Charakteristik und Wirkung von Stichbogenfenstern
Stichbogenfenster gehören zur Gruppe der Bogenfenster und unterscheiden sich vom Segmentbogen durch ihren steileren Verlauf. Der Bogen entsteht aus einem Teilkreis mit großem Radius und geringer Spannweite. Dadurch ergibt sich eine elegante, aufstrebende Form, die oft mit klassischer oder historisierender Architektur assoziiert wird.
Typische Merkmale:
- Vertikaler Grundkörper mit halbkreisartigem oberen Abschluss
- Schlanke, hohe Proportionen – oft im oberen Geschoss oder Treppenhaus
- Vielfältige Sprossenvarianten – z. B. senkrechte Mittelstege oder Rundsprossen im Bogenfeld
Durch ihre Form lenken Stichbogenfenster den Blick nach oben und erzeugen ein würdevolles, lichtbetontes Raumgefühl. Häufig kommen sie in Paaren oder Reihen zur Geltung, teilweise mit Zierverglasung oder Schlagläden kombiniert.
Varianten, Materialien und Anwendungsbereiche
Stichbogenfenster sind in verschiedenen Ausführungen erhältlich – sowohl als Festverglasung, Dreh-Kipp-Element oder in Kombination mit Unterlicht und Oberlicht.

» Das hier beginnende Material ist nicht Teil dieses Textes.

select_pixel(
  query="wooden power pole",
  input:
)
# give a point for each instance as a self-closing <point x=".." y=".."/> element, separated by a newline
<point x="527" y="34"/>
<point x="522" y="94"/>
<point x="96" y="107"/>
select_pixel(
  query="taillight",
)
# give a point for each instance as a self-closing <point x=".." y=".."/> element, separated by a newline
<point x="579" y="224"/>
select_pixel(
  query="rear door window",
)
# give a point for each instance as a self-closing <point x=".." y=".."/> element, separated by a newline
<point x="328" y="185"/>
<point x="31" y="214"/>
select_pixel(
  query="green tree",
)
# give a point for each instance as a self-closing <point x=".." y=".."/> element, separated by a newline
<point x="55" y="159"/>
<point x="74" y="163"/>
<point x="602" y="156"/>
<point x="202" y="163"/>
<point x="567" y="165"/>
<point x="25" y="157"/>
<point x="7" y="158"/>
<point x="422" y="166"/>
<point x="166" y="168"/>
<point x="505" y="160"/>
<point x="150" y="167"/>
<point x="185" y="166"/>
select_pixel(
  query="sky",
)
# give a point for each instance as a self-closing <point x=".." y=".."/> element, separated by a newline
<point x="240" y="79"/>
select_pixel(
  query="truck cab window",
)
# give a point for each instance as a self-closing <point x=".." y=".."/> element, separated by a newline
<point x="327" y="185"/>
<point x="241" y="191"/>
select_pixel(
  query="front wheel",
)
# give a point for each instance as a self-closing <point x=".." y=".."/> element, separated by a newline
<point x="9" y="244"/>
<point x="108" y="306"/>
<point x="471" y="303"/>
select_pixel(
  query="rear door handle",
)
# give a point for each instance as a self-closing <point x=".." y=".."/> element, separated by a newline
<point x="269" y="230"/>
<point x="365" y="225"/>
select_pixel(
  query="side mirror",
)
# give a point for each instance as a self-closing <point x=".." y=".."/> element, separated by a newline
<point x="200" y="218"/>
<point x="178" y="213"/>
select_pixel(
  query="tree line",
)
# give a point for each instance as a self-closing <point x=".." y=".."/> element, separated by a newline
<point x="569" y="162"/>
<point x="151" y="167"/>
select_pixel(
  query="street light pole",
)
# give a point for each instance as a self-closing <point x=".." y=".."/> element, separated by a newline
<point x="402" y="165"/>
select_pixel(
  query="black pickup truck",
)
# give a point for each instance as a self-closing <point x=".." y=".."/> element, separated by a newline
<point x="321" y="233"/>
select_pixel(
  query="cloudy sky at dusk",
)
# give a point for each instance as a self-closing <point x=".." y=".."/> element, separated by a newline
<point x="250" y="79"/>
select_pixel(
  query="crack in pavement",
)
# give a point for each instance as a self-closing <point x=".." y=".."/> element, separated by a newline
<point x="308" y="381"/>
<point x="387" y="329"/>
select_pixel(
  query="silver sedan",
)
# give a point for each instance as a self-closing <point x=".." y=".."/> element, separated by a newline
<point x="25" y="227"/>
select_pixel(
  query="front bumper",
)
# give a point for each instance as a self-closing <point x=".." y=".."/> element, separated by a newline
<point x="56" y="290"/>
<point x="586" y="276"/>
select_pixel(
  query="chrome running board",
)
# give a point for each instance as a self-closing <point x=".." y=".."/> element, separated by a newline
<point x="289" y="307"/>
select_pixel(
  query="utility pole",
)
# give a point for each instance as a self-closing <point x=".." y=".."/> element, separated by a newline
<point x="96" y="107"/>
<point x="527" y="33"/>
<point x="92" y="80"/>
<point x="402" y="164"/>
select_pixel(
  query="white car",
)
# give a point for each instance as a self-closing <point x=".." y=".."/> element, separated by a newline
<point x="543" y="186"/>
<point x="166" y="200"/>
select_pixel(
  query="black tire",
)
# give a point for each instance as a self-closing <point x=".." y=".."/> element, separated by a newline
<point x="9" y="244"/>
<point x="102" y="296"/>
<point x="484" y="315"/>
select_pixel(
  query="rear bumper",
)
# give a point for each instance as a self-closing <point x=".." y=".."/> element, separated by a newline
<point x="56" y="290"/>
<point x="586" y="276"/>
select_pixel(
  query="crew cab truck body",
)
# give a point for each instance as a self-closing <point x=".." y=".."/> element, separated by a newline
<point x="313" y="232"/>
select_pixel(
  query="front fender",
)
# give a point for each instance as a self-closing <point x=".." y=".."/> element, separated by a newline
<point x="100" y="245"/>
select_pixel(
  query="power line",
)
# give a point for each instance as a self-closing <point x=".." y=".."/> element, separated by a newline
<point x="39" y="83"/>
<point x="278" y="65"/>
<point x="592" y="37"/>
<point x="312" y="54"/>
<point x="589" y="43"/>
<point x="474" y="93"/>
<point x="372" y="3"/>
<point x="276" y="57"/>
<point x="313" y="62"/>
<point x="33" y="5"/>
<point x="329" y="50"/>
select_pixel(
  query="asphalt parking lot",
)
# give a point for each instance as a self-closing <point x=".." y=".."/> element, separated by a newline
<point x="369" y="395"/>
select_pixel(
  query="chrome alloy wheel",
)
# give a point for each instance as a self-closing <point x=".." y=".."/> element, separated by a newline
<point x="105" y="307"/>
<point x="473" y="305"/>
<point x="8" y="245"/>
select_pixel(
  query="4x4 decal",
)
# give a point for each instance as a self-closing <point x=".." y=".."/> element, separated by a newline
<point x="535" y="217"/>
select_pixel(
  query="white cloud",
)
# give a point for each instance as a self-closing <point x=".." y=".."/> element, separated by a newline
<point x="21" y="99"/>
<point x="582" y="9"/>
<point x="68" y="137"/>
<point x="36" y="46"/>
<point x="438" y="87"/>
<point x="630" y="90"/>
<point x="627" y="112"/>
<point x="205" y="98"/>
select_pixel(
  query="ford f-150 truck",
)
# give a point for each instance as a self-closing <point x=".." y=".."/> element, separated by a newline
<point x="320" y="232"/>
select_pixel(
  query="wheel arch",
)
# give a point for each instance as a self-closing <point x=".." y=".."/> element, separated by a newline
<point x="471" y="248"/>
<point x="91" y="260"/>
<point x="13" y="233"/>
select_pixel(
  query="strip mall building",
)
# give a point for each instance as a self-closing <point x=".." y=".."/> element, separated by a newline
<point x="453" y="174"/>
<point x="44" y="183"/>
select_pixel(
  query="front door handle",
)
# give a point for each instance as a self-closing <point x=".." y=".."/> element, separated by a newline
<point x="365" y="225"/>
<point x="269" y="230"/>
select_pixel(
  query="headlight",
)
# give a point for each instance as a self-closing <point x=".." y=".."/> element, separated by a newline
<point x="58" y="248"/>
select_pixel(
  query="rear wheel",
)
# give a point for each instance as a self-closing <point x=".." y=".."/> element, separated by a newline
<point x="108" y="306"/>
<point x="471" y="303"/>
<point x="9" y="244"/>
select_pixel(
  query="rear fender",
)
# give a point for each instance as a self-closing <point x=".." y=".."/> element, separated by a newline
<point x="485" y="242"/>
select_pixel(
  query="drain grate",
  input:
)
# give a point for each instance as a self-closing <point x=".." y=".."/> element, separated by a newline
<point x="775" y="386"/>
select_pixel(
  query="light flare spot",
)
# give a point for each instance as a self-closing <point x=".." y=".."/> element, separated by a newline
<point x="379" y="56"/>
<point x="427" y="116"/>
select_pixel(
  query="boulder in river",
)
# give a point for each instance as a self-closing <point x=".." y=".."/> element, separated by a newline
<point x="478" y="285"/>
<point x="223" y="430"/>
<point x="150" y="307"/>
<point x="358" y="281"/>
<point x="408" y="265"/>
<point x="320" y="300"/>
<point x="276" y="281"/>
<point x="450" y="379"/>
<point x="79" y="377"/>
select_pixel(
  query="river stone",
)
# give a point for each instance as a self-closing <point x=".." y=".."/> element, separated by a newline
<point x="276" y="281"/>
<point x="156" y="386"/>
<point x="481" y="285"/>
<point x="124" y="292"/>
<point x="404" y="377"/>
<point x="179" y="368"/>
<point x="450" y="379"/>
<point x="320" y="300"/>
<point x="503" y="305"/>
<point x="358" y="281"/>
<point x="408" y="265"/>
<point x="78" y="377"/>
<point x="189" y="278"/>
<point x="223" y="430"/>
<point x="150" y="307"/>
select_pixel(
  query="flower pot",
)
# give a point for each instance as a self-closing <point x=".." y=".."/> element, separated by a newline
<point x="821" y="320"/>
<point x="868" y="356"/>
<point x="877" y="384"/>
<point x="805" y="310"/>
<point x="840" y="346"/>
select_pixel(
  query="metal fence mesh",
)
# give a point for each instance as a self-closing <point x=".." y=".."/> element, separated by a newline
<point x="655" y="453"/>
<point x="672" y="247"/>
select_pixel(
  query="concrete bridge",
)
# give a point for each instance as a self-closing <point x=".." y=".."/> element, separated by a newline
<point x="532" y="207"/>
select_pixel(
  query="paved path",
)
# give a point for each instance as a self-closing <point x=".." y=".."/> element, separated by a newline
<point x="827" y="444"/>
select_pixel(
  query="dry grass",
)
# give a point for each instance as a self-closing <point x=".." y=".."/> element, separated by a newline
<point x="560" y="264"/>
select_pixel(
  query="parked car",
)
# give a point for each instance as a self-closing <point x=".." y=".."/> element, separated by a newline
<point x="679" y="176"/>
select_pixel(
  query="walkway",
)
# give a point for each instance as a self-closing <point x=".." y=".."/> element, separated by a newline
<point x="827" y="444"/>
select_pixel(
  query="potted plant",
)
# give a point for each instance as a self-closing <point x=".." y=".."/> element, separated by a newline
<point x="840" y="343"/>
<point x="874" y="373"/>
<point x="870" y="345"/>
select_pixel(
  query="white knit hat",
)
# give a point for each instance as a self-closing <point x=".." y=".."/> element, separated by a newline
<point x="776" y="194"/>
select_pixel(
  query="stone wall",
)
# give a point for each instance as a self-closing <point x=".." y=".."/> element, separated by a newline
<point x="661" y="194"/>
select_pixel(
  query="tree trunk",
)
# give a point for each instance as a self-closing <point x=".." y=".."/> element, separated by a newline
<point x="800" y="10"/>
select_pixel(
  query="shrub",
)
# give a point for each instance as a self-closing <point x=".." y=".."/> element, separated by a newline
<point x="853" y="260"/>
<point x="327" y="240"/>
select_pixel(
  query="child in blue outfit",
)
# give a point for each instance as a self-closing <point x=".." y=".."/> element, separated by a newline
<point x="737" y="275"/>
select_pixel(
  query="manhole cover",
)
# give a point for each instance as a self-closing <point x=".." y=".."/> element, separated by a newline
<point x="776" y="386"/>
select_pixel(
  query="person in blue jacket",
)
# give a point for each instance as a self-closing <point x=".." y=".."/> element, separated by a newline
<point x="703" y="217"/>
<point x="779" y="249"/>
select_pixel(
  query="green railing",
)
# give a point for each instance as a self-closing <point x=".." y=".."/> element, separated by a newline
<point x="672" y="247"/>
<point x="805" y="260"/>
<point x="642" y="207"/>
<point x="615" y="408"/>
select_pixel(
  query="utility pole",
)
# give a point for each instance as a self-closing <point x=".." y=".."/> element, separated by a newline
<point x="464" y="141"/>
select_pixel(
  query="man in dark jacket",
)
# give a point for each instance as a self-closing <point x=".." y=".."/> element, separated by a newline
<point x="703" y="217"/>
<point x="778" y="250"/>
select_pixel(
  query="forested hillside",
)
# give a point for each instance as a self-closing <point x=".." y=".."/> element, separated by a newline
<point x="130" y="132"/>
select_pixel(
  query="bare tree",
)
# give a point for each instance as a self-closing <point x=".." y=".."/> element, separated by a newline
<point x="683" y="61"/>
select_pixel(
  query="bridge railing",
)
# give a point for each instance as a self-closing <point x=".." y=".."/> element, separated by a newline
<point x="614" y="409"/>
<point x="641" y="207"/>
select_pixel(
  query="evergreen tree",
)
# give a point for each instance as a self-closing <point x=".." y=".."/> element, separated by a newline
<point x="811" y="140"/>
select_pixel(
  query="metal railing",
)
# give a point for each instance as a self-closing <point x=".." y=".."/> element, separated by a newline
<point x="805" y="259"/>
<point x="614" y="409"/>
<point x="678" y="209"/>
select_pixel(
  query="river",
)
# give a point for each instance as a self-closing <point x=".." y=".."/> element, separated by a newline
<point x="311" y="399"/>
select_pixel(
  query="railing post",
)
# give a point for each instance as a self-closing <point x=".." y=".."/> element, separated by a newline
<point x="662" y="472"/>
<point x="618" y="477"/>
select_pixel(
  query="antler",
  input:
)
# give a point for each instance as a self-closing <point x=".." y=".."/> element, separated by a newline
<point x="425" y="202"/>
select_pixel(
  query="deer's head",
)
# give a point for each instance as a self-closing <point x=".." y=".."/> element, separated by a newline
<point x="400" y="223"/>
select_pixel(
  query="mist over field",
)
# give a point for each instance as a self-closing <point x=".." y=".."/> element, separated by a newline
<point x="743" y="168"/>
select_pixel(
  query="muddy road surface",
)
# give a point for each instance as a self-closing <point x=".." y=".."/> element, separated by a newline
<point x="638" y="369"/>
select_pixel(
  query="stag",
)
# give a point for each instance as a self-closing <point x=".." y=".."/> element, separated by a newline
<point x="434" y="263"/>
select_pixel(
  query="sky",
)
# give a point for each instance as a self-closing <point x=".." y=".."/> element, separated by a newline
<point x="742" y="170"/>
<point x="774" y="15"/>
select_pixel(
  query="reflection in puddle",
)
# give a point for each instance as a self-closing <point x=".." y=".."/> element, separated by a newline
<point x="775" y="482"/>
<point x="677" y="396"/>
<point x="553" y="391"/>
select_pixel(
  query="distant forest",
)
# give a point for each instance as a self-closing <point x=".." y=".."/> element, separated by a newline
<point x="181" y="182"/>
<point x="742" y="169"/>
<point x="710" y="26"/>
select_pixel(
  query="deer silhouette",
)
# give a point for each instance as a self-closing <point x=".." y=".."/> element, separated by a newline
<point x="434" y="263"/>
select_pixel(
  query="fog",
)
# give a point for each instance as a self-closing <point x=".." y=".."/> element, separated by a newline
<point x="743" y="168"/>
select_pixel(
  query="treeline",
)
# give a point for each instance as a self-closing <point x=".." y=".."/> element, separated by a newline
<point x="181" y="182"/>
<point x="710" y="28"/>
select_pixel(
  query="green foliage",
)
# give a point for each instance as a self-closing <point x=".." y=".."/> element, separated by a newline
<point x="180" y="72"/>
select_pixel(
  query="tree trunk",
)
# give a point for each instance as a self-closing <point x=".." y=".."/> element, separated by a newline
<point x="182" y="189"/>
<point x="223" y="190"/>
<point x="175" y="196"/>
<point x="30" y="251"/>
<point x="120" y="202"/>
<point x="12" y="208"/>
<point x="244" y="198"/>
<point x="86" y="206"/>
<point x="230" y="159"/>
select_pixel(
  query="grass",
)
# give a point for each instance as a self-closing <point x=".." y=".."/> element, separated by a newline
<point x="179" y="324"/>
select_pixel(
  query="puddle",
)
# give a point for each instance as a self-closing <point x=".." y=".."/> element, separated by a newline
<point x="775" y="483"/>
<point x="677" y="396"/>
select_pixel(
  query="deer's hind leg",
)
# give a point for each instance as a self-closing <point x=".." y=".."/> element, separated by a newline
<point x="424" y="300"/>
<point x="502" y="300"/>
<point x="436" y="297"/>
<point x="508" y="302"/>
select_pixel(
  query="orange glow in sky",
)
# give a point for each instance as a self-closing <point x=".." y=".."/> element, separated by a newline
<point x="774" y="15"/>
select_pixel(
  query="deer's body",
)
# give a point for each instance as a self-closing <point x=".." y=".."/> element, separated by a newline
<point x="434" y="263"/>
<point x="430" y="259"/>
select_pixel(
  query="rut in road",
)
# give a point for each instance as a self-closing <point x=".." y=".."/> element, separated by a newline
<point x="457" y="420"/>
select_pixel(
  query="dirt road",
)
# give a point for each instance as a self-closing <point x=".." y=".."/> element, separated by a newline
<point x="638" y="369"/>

Die Auswahl hängt vom Einsatzzweck, der Öffnungsfunktion und dem gewünschten Stil ab.
Materialoptionen:
- Holz: Besonders geeignet für denkmalgerechte Rekonstruktionen oder klassische Fassaden
- Kunststoff: Pflegeleicht und wirtschaftlich, oft mit aufgesetzten Bogenelementen
- Aluminium oder Holz-Alu: Für großformatige Anlagen oder moderne Interpretationen klassischer Formen
Einsatzorte sind unter anderem:
- Stadthäuser, Villen und Altbauten mit Fassadenhistorik
- Kirchliche Gebäude, Schulen oder denkmalgeschützte Einrichtungen
- Designorientierte Neubauten mit Stilelementen aus der Gründerzeit
Auf Wunsch lassen sich Sprossengestaltungen, Zierbögen oder farbige Glasapplikationen integrieren – ideal zur Nachbildung historischer Fensterbilder.
Planung und Montage von Stichbogenfenstern
Der Einbau eines Stichbogenfensters erfordert besondere Sorgfalt beim Aufmaß und bei der Anpassung an die Mauerwerksöffnung. Insbesondere der Bogenbereich muss exakt ausgearbeitet sein, da sonst keine saubere Dichtung und Lastabtragung möglich ist.
- Aufmaß: Radius, Höhe und Breite des Bogens exakt ermitteln – ideal mit Schablone oder digitalem Laserscan
- Laibung vorbereiten: Unebenheiten in der Bogenzone ausgleichen; bei Altbauten Putzschäden beseitigen
- Rahmenmontage: Der Fensterrahmen wird exakt ausgerichtet, ggf. mit Montagelaschen oder Dübeln fixiert
- Abdichtung: Spezielle Bogen-Dichtbänder oder flexible Folien verwenden; starre Materialien vermeiden
- Flügeleinbau und Einstellung: Bei beweglichen Flügeln muss der Öffnungsradius exakt zur Mechanik passen
Hinweis: Bei Sanierungen im Bestand ist die Zusammenarbeit mit einem Fachbetrieb ratsam – insbesondere, wenn das Gebäude unter Denkmalschutz steht oder alte Bogenöffnungen erhalten bleiben sollen.